Typing it all takes time :p

okay so which part do you need help in?

a and b starting parts are pretty easy .. just use the s=d/t formula .. A to J Taj = 10/x
J to P speed is x+0.5 so Tjp = 15/(x+0.5)

c now this part was the thing ..

7 seconds time taken to reach from A to P. in which J took 2 seconds (to catch and throw).
so total time taken in traveling will be 7-2=5.

now.

(10/x)+(15/(x+0.5)=5 (as that's the time it took in travelling)

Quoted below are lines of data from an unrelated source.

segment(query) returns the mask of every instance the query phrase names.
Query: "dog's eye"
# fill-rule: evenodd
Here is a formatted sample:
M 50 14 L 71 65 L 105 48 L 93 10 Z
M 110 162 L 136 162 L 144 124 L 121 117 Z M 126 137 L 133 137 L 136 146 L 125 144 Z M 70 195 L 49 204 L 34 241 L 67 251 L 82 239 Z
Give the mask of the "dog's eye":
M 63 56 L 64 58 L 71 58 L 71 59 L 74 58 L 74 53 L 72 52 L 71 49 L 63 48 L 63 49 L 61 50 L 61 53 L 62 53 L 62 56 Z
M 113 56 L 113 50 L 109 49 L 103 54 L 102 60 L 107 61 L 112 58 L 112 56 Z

guess you can solve the above equation^ .. it will become 5x^2-22.5x+5=0

divide it by 2.5 to get the equation given in the question.

(5x^2-22.5x+5)/2.5=0/2.5

2x^2-9x+2=0 Your Answer.

d Next part is pretty easy .. just use the quadratic formula .. but show all parts working .. as its 4 marks! i did it in 3 lines though .. lol answers are x=4.71 and -0.2 .. reject -0.2 as speed cannot be in negative.!

e i Avg speed as ball travels from J to P. the equation was x+0.5 .. 4.71+0.5=5.21

e ii Time took for AJ = 10/4.71 = 2.12
Time took for JP = 15/5.21=2.88

Time Difference =2.88-2.12=0.76 Answer.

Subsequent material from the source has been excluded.